Model Routing

How the bot selects the right LLM model for each request through tier-based routing.

See also: Configuration, Quick Start, Deployment

Overview

The bot uses a 4-tier model selection strategy that picks the most appropriate model based on task complexity. The tier is determined from multiple sources with clear priority:

User preference - set via /tier command or set_tier tool
Skill override - model_tier field in skill YAML frontmatter
Dynamic upgrade - DynamicTierSystem promotes to coding when code activity is detected mid-conversation
Fallback - "balanced" when no tier is explicitly set
Per-user model override - set via /model command

Operationally, model setup now follows this flow:

Configure provider profiles in LLM Providers
Maintain capability metadata in Model Catalog
Assign routing and tier slots in Model Router

User Message
    |
    v
[ContextBuildingSystem]  --- Resolves tier from user prefs / active skill
    |                        Priority: force+user > skill > user pref > balanced
    v
[DynamicTierSystem]      --- May upgrade to coding if code activity is detected
    |                        (only on iteration > 0, never downgrades)
    v
[ModelSelectionService]  --- Resolves actual model for the tier
    |                        (user override > router config fallback)
    v
[ToolLoopExecutionSystem] --- Selects model + reasoning level based on modelTier
    v
LLM API Call

Model Tiers

Tier	Reasoning	Typical Use Cases	Default Model
balanced	`medium`	Greetings, general questions, summarization	`openai/gpt-5.1`
smart	`high`	Complex analysis, architecture decisions, multi-step planning	`openai/gpt-5.1`
coding	`medium`	Code generation, debugging, refactoring, code review	`openai/gpt-5.2`
deep	`xhigh`	Deep scientific or highly technical reasoning	`openai/gpt-5.2`

Each tier is independently configurable.

Configuration

{
  "modelRouter": {
    "routingModel": "openai/gpt-5.2-codex",
    "routingModelReasoning": "none",
    "balancedModel": "openai/gpt-5.1",
    "balancedModelReasoning": "none",
    "smartModel": "openai/gpt-5.1",
    "smartModelReasoning": "none",
    "codingModel": "openai/gpt-5.2",
    "codingModelReasoning": "none",
    "deepModel": "openai/gpt-5.2",
    "deepModelReasoning": "none",
    "dynamicTierEnabled": true,
    "temperature": 0.7
  }
}

Reasoning models may ignore temperature.
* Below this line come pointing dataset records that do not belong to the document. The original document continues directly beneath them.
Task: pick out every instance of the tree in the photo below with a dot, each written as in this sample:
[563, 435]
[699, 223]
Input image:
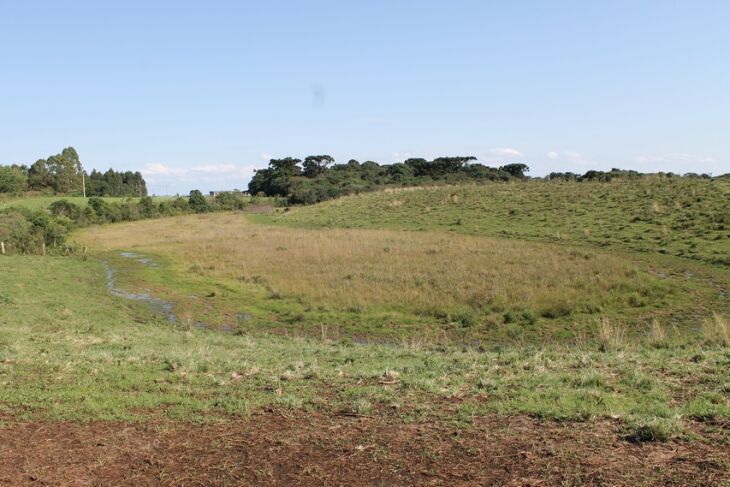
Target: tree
[517, 170]
[315, 165]
[197, 202]
[39, 177]
[12, 179]
[66, 171]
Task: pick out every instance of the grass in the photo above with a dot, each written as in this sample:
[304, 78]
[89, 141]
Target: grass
[385, 283]
[70, 350]
[480, 312]
[677, 216]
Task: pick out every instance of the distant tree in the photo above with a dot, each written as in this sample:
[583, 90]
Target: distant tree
[66, 171]
[197, 202]
[12, 179]
[315, 165]
[39, 177]
[517, 170]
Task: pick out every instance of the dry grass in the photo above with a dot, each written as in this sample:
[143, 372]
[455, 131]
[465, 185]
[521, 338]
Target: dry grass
[611, 337]
[358, 269]
[716, 330]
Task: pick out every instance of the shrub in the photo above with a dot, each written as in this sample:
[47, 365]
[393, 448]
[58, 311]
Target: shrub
[610, 337]
[716, 330]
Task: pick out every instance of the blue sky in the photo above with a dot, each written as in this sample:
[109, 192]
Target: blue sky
[198, 94]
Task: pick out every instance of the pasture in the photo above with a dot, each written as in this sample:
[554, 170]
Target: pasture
[356, 326]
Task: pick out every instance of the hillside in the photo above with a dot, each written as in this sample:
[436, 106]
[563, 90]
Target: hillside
[688, 217]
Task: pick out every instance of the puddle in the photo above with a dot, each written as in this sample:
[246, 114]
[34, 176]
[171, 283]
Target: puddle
[139, 258]
[158, 305]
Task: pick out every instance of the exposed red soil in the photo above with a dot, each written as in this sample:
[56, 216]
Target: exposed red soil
[312, 449]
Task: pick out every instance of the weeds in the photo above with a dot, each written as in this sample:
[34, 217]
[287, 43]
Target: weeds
[611, 337]
[716, 330]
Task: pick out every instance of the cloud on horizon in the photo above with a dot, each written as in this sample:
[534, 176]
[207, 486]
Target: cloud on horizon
[507, 152]
[205, 177]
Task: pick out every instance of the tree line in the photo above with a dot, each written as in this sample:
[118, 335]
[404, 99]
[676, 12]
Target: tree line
[317, 178]
[63, 174]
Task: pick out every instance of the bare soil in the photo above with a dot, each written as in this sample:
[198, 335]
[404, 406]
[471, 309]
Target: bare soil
[275, 448]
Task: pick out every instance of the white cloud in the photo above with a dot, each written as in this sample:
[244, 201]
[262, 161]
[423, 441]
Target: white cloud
[401, 156]
[676, 157]
[570, 157]
[681, 162]
[158, 172]
[158, 169]
[215, 169]
[507, 152]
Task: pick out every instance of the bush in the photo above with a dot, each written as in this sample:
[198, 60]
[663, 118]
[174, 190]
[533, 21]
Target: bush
[12, 180]
[197, 202]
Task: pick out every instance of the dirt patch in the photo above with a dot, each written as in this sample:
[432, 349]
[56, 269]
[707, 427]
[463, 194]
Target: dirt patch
[311, 449]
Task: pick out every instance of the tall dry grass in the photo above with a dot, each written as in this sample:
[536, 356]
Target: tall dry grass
[365, 268]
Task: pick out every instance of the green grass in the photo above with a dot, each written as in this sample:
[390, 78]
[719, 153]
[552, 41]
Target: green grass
[677, 216]
[70, 350]
[222, 267]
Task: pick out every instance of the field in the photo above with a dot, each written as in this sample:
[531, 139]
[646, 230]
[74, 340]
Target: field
[677, 216]
[513, 338]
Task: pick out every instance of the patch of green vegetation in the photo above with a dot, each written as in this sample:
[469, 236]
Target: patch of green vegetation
[70, 349]
[44, 202]
[687, 217]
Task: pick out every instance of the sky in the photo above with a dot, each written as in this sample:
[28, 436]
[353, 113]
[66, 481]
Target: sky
[199, 94]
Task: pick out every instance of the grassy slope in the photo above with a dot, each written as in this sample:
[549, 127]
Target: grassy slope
[684, 217]
[389, 285]
[68, 349]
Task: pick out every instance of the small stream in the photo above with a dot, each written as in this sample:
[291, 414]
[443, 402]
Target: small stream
[158, 305]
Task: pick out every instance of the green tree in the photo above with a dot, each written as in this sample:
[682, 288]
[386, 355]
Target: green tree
[39, 176]
[197, 202]
[315, 165]
[12, 179]
[517, 170]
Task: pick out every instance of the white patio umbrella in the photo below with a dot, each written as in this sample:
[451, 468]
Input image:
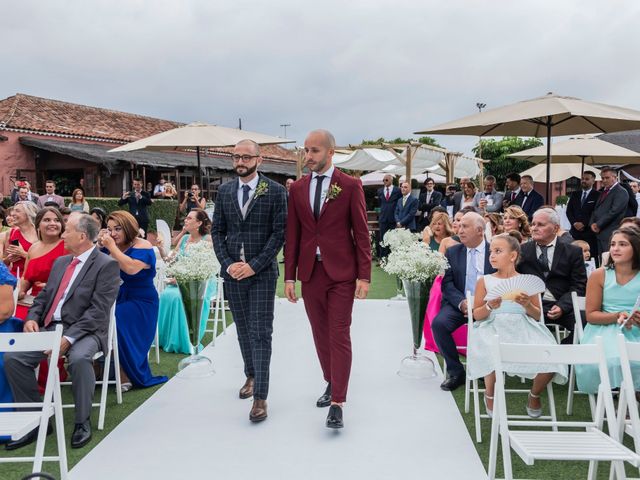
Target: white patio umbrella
[580, 150]
[197, 135]
[547, 116]
[559, 172]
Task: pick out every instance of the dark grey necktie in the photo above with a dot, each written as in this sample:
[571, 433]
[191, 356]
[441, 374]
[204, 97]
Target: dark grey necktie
[318, 196]
[245, 194]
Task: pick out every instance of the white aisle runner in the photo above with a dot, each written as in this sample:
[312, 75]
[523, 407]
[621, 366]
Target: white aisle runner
[394, 428]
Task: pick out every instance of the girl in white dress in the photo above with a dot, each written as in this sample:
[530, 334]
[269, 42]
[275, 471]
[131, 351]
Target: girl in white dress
[515, 321]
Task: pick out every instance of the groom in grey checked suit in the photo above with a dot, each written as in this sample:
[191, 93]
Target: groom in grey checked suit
[248, 232]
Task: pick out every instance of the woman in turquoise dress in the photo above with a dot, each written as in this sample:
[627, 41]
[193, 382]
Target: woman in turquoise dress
[137, 302]
[514, 319]
[612, 291]
[172, 322]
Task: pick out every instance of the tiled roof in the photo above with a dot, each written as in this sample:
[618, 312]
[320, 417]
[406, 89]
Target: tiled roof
[45, 116]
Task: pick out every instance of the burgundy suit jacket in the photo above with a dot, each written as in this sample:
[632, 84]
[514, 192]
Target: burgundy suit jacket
[341, 232]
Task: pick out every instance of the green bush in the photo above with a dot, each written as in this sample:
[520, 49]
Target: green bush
[163, 209]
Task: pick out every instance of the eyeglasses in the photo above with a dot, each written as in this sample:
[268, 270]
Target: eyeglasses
[243, 158]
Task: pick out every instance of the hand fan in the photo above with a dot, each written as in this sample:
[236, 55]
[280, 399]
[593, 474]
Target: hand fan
[510, 288]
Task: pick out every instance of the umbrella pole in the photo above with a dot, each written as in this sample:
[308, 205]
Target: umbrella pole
[548, 160]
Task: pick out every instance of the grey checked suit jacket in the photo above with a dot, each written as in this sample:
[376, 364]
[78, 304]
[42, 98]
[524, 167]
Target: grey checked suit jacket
[260, 233]
[85, 311]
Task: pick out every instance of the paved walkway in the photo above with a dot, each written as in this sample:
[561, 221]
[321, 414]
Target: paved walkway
[394, 428]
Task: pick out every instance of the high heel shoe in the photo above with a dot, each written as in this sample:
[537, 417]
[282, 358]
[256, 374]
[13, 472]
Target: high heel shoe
[533, 412]
[486, 406]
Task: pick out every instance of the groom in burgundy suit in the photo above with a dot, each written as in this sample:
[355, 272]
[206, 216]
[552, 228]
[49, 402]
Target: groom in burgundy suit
[329, 251]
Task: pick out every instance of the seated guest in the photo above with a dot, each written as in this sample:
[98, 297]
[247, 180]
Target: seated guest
[137, 304]
[22, 236]
[8, 324]
[612, 291]
[172, 322]
[438, 229]
[559, 264]
[467, 262]
[515, 219]
[92, 277]
[406, 208]
[589, 264]
[529, 200]
[515, 321]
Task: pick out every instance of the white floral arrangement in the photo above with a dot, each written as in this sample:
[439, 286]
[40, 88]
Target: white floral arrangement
[414, 261]
[399, 238]
[198, 263]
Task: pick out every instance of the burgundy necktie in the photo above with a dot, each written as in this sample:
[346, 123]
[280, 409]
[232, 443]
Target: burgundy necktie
[64, 283]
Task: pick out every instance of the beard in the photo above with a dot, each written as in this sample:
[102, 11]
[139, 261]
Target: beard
[246, 171]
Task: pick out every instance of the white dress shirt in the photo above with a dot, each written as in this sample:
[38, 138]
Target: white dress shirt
[57, 316]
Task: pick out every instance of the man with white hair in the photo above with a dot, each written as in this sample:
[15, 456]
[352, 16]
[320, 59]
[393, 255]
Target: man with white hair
[559, 264]
[468, 261]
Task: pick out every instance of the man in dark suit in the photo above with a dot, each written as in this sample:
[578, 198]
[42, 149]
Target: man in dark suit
[329, 251]
[79, 294]
[468, 261]
[529, 200]
[388, 196]
[248, 232]
[609, 210]
[579, 210]
[428, 199]
[513, 192]
[559, 264]
[406, 208]
[138, 201]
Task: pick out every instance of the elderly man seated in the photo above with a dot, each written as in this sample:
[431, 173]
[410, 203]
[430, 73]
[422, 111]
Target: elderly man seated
[468, 261]
[79, 294]
[559, 264]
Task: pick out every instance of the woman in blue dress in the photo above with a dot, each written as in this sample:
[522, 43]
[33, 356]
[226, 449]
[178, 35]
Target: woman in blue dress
[137, 302]
[612, 291]
[172, 322]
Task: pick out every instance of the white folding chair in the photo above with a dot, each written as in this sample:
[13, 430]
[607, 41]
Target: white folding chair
[578, 332]
[112, 349]
[17, 424]
[591, 444]
[473, 387]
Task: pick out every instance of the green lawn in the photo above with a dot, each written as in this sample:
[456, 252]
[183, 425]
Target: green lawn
[382, 286]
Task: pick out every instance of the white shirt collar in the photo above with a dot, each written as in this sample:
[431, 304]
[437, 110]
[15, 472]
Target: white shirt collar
[328, 173]
[252, 184]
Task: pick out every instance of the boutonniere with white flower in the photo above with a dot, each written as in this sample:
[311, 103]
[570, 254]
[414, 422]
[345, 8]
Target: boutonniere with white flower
[334, 191]
[261, 189]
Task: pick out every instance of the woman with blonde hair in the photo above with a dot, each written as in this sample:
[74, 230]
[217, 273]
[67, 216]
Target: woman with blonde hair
[137, 302]
[78, 202]
[514, 219]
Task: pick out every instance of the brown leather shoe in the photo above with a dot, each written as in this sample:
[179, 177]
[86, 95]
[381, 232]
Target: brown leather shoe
[247, 389]
[258, 411]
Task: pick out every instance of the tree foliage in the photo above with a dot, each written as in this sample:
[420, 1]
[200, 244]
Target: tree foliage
[497, 151]
[424, 140]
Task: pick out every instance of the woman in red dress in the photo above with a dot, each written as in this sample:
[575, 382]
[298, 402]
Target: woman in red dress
[49, 226]
[21, 237]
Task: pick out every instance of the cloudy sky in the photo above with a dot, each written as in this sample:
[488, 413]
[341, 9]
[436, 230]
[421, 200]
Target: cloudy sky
[362, 69]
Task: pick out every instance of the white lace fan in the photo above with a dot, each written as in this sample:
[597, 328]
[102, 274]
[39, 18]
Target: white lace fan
[510, 288]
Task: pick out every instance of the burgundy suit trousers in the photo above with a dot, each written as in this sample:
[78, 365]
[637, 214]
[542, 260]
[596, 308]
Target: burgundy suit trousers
[329, 305]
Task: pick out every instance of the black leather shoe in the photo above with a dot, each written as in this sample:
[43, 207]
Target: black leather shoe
[29, 438]
[452, 383]
[81, 434]
[334, 419]
[325, 399]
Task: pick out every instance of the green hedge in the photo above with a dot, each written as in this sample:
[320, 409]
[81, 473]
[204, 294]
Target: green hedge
[164, 209]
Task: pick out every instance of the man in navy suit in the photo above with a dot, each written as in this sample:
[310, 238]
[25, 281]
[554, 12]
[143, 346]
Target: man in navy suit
[406, 208]
[388, 196]
[468, 261]
[579, 210]
[529, 200]
[248, 232]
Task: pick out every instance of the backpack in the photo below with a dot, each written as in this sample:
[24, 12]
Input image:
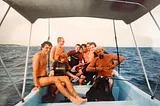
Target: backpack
[100, 91]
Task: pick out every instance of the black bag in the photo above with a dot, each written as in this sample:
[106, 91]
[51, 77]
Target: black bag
[100, 91]
[50, 96]
[74, 59]
[59, 68]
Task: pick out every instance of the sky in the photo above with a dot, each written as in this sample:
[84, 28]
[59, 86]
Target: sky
[16, 30]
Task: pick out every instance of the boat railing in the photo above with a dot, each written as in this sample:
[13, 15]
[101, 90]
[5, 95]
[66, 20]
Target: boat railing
[19, 94]
[126, 2]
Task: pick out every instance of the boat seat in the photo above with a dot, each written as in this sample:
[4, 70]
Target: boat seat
[107, 103]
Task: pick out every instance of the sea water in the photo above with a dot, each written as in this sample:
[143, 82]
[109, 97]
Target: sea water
[14, 58]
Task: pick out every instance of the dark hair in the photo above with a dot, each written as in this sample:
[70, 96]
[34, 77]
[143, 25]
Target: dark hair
[45, 43]
[93, 43]
[78, 45]
[84, 45]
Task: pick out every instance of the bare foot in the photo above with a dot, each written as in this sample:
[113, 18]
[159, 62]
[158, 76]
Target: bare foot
[81, 99]
[75, 101]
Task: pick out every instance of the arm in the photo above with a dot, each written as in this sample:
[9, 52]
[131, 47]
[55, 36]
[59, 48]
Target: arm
[91, 67]
[114, 57]
[52, 54]
[35, 65]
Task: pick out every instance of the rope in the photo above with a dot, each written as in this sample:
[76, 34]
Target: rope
[11, 80]
[116, 46]
[143, 68]
[26, 64]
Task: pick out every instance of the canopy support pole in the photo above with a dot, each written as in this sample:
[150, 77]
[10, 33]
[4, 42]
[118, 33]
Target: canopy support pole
[154, 20]
[143, 68]
[114, 26]
[26, 64]
[49, 40]
[11, 80]
[5, 15]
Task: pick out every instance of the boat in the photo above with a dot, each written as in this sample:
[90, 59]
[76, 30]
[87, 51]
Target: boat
[125, 93]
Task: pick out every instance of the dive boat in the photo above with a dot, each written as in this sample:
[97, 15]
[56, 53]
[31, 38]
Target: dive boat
[125, 93]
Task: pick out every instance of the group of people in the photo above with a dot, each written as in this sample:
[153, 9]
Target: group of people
[82, 65]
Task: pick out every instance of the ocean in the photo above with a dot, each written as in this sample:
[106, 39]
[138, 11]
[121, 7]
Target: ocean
[14, 57]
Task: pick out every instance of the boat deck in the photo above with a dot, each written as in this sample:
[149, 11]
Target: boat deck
[125, 94]
[108, 103]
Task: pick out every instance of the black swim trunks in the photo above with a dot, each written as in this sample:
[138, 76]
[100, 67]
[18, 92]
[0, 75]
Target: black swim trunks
[42, 76]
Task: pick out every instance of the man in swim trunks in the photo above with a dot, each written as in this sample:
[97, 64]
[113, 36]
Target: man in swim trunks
[39, 63]
[103, 64]
[57, 50]
[76, 62]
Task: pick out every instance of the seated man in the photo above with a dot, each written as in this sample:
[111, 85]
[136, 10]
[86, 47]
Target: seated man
[60, 67]
[75, 62]
[39, 63]
[103, 64]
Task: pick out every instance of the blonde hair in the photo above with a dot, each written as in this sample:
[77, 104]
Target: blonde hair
[99, 48]
[63, 56]
[59, 38]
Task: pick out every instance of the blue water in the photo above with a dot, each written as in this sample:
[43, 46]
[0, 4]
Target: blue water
[14, 59]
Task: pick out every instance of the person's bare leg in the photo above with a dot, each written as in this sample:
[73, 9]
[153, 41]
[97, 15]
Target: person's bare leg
[71, 89]
[54, 80]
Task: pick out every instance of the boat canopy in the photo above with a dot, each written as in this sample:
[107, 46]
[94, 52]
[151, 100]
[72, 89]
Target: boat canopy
[126, 10]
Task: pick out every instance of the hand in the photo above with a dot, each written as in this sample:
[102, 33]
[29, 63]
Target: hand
[35, 88]
[51, 73]
[73, 69]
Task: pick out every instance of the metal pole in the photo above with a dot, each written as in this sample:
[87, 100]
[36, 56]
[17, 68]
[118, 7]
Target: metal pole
[116, 45]
[26, 64]
[143, 68]
[5, 15]
[11, 80]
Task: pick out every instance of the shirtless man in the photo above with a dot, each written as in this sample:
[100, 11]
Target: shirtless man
[103, 64]
[40, 60]
[56, 50]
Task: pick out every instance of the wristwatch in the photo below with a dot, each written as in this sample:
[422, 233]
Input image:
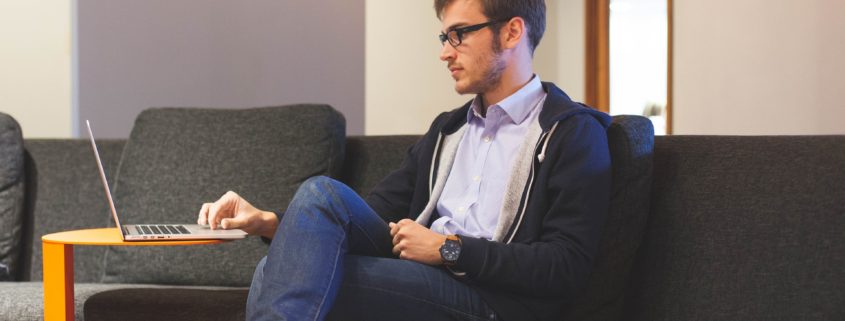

The effective reasoning and token limits are derived from models/models.json.

How Tier Assignment Works

Tier Priority

The tier is resolved in ContextBuildingSystem with this priority:

Priority	Source	Condition
1	User preference + force	`tierForce=true` and `modelTier` set
2	Skill `model_tier`	Active skill declares a preferred tier
3	User preference	`modelTier` set without force
4	Fallback	`balanced`

`/tier`

/tier
/tier coding
/tier smart force

Key behavior:

/tier <tier> clears force
/tier <tier> force locks the tier
the setting persists in user preferences

`set_tier` tool

The LLM can switch tiers mid-conversation with:

{
  "tier": "coding"
}

blocked if the user locked the tier with force
applies immediately for the current conversation
does not persist to user preferences

`/model`

Users can override the default model for any tier:

/model
/model list
/model <tier> <provider/model>
/model <tier> reasoning <level>
/model <tier> reset

Key behavior:

overrides are stored per user
default reasoning is auto-applied from models.json
the model provider must be in BOT_MODEL_SELECTION_ALLOWED_PROVIDERS
/tier picks the active tier, /model customizes what each tier points to

Skill override

Skills can declare:

model_tier: coding

If the user has not force-locked the tier, the skill tier takes precedence.

Dynamic Tier Upgrade

DynamicTierSystem can upgrade to coding when the current run shows code activity.

Signals include:

code file reads and writes
code-related shell commands
stack traces in tool results

Rules:

upgrades only, never downgrades
skips if already coding or deep
skips if the user force-locked the tier

Multi-Provider Setup

You can mix different providers across tiers:

{
  "llm": {
    "providers": {
      "openai": { "apiKey": "sk-proj-...", "apiType": "openai" },
      "anthropic": { "apiKey": "sk-ant-...", "apiType": "anthropic" },
      "google": { "apiKey": "AIza...", "apiType": "gemini" }
    }
  },
  "modelRouter": {
    "balancedModel": "openai/gpt-5.1",
    "smartModel": "anthropic/claude-opus-4-6",
    "codingModel": "openai/gpt-5.2"
  }
}

Provider config lookup is based on the model prefix. Protocol dispatch is controlled by llm.providers.<provider>.apiType.

`models.json` Reference

Model capabilities are defined in models/models.json.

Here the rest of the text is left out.